Une chamane transgenre
Une chamane nous y accueille. Au top de la tendance, il se trouve qu’elle est transgenre. Cela magnifie encore la fusion des porosités globales. Son discours est, au demeurant passionnant, qui fait le constat de tous les dégâts imputables à l’emprise occidentale dévastatrice de ces équilibres vitaux et spirituels ancestraux. Comment ne pas y adhérer ? A ceci près que s’installe, à nouveau, un malaise. Ces séquences de sérénité globale retrouvée, sont restituées par la voie de l’image filmique.
Or, la prise de vue procède à nouveau par capture, dans une gamme de perfection chromatique, d’enchantement paysager, de fascination exotique, qui procure l’impression qu’on est en train de feuilleter un exemplaire du magazine Géo. Tout semble fait pour combler un regard repu, pour apaiser les attentes d’une bien-pensance convenue, tout semble magnifique plutôt que beau, dans cette Descente au paradis. Cédant à un brin de méchanceté, on se dit avoir été embarqué dans la Mo.Costa Croisière de Kader Attia.
« Descente au paradis », Kader Attia. MO.CO, 13 rue de la République, Montpellier, jusqu’au 22 septembre 2024. Rens, ici.
Photos
Kader Attia, On Silence, 2021. Courtesy Kader Attia / Kader Attia, Rochers Carrés, 2008. Courtesy Kader Attia, Collection Barjeel Art Foundation-UAE, Collection Sharjah Art Foundation-UAE, Collection Société Générale-France, Fondation Ludwig-Allemagne, CNAP-France et Galerie Nagel Draxler / Kader Attia, La Mer Morte, 2015. Courtesy Kader Attia et Regen Projects / Kader Attia, Culture, Another Nature Repaired, 2024. Courtesy Kader Attia, Galerie Nagel Draxler et mor Charpentier / Kader Attia, Sans titre, 2024. Courtesy Kader Attia, Lehmann Maupin, Regen Projects et Galleria Continua.

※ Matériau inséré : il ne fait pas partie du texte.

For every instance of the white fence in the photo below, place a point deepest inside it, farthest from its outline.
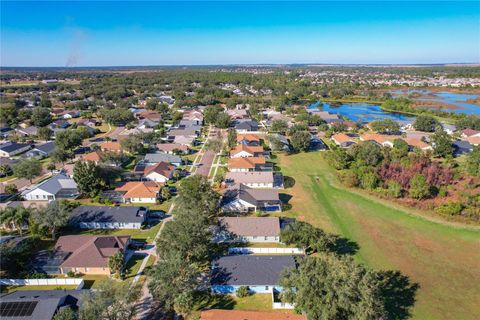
(248, 250)
(43, 282)
(279, 304)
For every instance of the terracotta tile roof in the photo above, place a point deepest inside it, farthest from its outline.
(140, 189)
(417, 143)
(90, 251)
(168, 147)
(111, 146)
(250, 149)
(245, 163)
(342, 137)
(474, 140)
(217, 314)
(470, 132)
(247, 137)
(378, 138)
(252, 226)
(162, 168)
(94, 156)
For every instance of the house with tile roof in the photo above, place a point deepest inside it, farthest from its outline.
(220, 314)
(242, 151)
(260, 273)
(249, 139)
(248, 229)
(245, 199)
(89, 254)
(139, 191)
(343, 140)
(160, 172)
(252, 179)
(107, 217)
(57, 187)
(248, 164)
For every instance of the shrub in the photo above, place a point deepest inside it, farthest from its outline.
(242, 292)
(450, 208)
(349, 178)
(394, 189)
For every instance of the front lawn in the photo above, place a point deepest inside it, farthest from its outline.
(10, 289)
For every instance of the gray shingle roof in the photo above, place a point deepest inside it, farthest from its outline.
(45, 302)
(252, 226)
(104, 214)
(58, 185)
(250, 269)
(162, 157)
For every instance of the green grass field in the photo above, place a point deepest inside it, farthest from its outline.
(441, 257)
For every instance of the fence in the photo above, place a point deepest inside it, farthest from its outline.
(43, 282)
(247, 250)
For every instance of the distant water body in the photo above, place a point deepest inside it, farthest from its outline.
(456, 99)
(359, 112)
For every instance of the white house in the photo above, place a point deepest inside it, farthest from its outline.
(249, 229)
(57, 187)
(106, 217)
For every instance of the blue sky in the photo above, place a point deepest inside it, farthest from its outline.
(109, 33)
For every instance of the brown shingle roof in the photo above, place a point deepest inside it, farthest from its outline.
(249, 149)
(217, 314)
(90, 251)
(140, 189)
(162, 168)
(111, 146)
(252, 226)
(247, 137)
(245, 163)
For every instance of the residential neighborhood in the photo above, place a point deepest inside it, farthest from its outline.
(239, 160)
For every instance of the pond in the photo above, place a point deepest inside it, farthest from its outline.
(359, 112)
(457, 100)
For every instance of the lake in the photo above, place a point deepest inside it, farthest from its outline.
(457, 99)
(359, 112)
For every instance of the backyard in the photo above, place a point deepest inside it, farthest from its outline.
(441, 257)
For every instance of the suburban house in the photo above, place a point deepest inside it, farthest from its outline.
(282, 140)
(382, 140)
(94, 156)
(461, 147)
(237, 114)
(248, 164)
(417, 143)
(38, 304)
(172, 148)
(253, 179)
(57, 187)
(153, 158)
(221, 314)
(343, 140)
(249, 229)
(243, 126)
(139, 191)
(467, 133)
(242, 151)
(112, 146)
(41, 151)
(10, 149)
(185, 140)
(89, 254)
(260, 273)
(106, 217)
(245, 199)
(160, 172)
(28, 131)
(249, 139)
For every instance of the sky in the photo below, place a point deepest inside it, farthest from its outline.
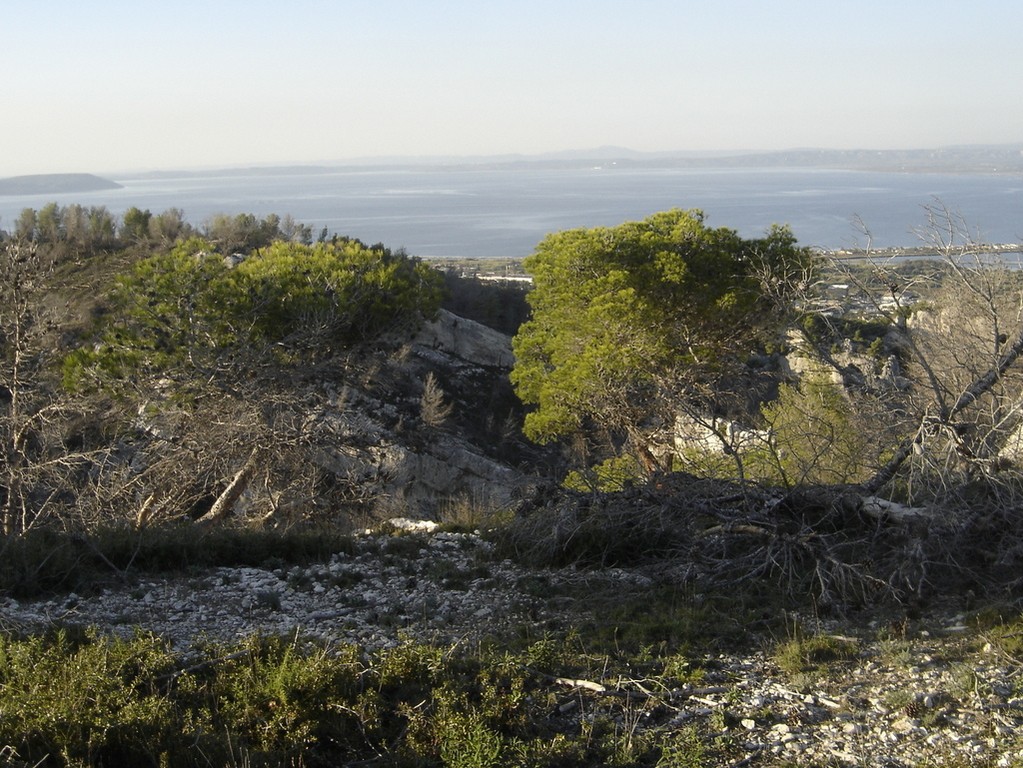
(116, 86)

© Kader Attia. Adagp, Paris, 2024. Courtesy de l’artiste. Photo : Laurent Lecat.
Je commente mais sans rien connaître à l’art contemporain auquel je n’adhère pas, surtout les installations. N’empêche que le le ton de l’article, que je lis par hasard, me gêne assez avec des critiques que je trouve hasardeuses. Ainsi de la photo, critiquée, à Alger. D’abord cette photo est belle, avec une harmonie de coloris réussie et surtout une symbolique terrible. Or c’est justement la prise au télé-objectif qui donne cette réussite en orchestrant une suite d’aplats qui se catapultent : ces rochers semblables à un barbelé sur lequel un homme a quand même réussi à se jucher, la mer autant dire la liberté, les navires si loin, trop loin, inatteignables. J’ai du mal à comprendre que l’on ne soit pas sensible à cela.
Ensuite par exemple » On y cherche en vain le travail d’ébranlement des évidences perceptives, explicatives, qu’on pense être le propre de l’art. » Si une telle phrase n’est pas convenue, je veux bien être pendu. Cette pensée que l’art doit ébranler est récente et n’a rien à voir avec l’histoire de l’Art. Le journaliste a oublié de traîner ces guêtres dans l’Art antique, dans l’art médiéval et celui de la Renaissance, où l’on trouve avec un immense bonheur des sensibilités humaines qui réussissent à travers les siècles à magnifier et à consoler des difficultés de l’existence. Nous ébranler? Le monde tel qu’il va le fait tous les jours. Merci à Kader Attia de ne pas tomber dans le panneau.